Based on better-than-expected second quarter results, Moody’s revised its fiscal 2011 guidance. For fiscal 2011, Moody’s expects revenue to increase in the low-teens percentage range (previous guidance was in the low-double-digit percentage range). However, expenses are expected to increase in the low-double-digit percentage range.

Management expects operating margin in the range of 38% to 40% and the effective tax rate to be approximately 33.0% for fiscal 2011.

Management intends to continue with its share repurchase program in 2011, subject to available cash flow and other capital allocation decisions.

The company expects diluted earnings per share for fiscal 2011 in the range of $2.38 to $2.48 (previous guidance was $2.22 to $2.32). Currently, the Zacks Consensus Estimate is pegged at $2.34 for fiscal 2011.

Segment wise, global MIS revenue is expected to increase in the low-teens percentage range (previous guidance low-double-digit percentage range) for fiscal 2011. Domestic MIS revenue is expected to increase in the high single-digit percentage range, while overseas revenue is expected to increase in the low-twenties percentage range.

Corporate finance revenue is anticipated to increase in the mid-twenties percentage range. Structured finance revenue is projected to grow in the high-single-digit percentage range.

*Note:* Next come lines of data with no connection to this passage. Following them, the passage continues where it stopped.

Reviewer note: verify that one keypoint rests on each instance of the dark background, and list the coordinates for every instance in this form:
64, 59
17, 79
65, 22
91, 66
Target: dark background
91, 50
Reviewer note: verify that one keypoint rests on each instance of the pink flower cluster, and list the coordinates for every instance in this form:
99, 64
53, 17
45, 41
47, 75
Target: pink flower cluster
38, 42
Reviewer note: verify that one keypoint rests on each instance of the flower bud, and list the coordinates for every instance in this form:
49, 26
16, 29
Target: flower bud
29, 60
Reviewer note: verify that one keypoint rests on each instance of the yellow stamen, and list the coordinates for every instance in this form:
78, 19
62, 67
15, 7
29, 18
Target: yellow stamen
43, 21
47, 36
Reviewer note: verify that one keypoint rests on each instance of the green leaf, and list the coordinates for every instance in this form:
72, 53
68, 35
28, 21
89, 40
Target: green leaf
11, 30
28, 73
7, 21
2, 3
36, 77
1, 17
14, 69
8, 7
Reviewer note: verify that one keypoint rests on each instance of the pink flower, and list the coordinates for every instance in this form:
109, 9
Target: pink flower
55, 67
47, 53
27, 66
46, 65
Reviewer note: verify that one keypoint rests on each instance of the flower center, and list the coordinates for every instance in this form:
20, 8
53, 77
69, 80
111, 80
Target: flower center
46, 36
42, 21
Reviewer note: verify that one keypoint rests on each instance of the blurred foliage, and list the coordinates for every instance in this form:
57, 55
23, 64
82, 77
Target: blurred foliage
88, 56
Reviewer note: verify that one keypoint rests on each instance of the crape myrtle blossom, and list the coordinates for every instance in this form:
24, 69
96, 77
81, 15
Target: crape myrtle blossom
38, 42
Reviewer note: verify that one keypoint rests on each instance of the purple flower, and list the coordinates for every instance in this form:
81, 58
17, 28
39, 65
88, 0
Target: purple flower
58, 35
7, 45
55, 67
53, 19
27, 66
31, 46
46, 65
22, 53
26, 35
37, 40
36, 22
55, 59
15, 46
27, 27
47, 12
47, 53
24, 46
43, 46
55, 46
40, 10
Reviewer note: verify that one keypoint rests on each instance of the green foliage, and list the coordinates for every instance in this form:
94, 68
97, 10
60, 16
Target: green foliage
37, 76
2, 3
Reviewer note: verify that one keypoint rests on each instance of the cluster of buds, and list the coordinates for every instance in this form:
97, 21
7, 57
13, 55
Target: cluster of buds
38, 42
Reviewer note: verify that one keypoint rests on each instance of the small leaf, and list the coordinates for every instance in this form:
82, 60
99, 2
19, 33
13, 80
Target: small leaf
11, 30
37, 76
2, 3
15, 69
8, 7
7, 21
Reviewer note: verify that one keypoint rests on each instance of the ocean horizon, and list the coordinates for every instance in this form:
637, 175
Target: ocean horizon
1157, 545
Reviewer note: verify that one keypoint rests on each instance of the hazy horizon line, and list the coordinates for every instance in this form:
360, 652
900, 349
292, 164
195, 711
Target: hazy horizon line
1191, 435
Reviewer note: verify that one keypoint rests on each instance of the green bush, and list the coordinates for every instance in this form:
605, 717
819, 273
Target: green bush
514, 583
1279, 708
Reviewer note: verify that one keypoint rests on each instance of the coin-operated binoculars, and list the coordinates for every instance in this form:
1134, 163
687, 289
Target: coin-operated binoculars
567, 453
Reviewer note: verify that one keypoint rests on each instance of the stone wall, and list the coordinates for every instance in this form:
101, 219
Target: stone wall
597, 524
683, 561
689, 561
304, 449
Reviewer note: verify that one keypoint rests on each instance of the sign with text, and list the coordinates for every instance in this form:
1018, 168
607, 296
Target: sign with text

Revenue from financial institutions is expected to grow in the high-single-digit percentage range, while public, project and infrastructure finance revenue is estimated to be flat on a year-over-year basis.

MA revenue is likely to increase in the low-double-digit percentage range for fiscal 2011. MA revenue in the U.S is expected to increase in the low-double-digit percentage range and in the low-double-digit percentage range outside the U.S.

Revenue growth is expected in the mid-single-digit percentage range for Research, Data and Analytics and in the low- to mid-single-digit percentage range for Risk Management software. Professional services revenue is expected to double in 2011, driven by revenue generated from the acquisition of CSI Global Education in late 2010.

Recommendation

We believe Moody’s, with its diversified credit research business model and international growth, remains a solid franchise in rating debt instruments.

However, a sluggish global economy, increasing regulatory complications, and increasing competition from Dun & Bradstreet Corp (DNB) and privately held Standard & Poor's Financial Services LLC and Fitch Ratings Inc., may hurt its profitability going forward.

We remain Neutral on a long term basis (6-12 months). Currently, Moody’s has a Zacks #4 Rank, which implies a Sell rating in the short term (1-3 months).